Thomas Jung (born 1984) is a German conductor.

== Biography ==
Thomas Jung studied at the Hochschule für Musik und Tanz Cologne and at King's College Cambridge. He was appointed as the inaugural Constant Lambert Conducting Fellow at the Royal Opera House London in 2018 and is conducting for The Royal Ballet and Birmingham Royal Ballet. In October 2020 Thomas Jung conducted the Royal Liverpool Philharmonic Orchestra for their season opening. Among others, he has been working with Bamberger Symphoniker, Dresden Philharmonic, SWR Symphony Orchestra, Het Gelders Orkest, Orkest van het Oosten, Orchestra di Padua e del Veneto and Mantua Chamber Orchestra. In 2025 he was appointed Principal Guest Conductor of Birmingham Royal Ballet and the Royal Ballet Sinfonia.
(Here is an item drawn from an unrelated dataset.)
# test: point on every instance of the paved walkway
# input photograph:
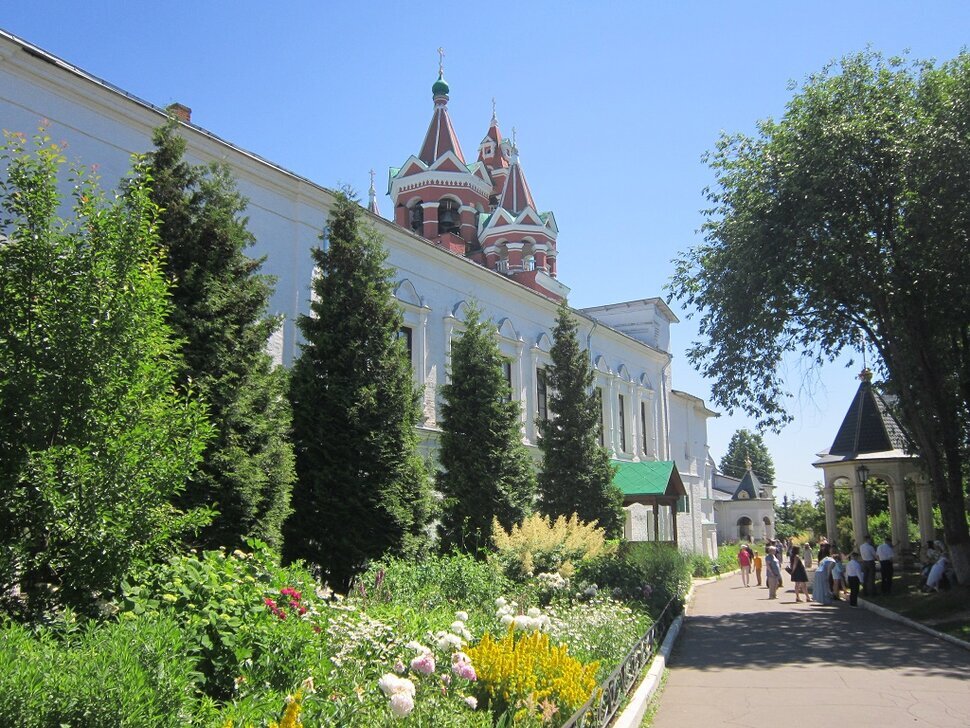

He was an Assistant and Cover Conductor for Bernard Haitink, was the Zander Fellow and Assistant Conductor of the Boston Philharmonic and Boston Philharmonic Youth Orchestra and has been working as an Assistant at the WDR Symphony Orchestra Cologne and Gürzenich Orchestra.

Jung collaborated with composer and artist Samson Young, realising his Muted Situation #22: Muted Tchaikovsky's 5th for the 2018 Sydney Biennale. The work received an award of distinction at »Prix Ars Electronica« 2019 and the »M+ Sigg Award« 2020.

Thomas Jung won the second prize at the international Gustav Mahler Conducting Competition 2020 and is a recipient of the Eugen Jochum Award. He was a fellow of the Studienstiftung des Deutschen Volkes and a conducting fellow of the Richard Wagner Association.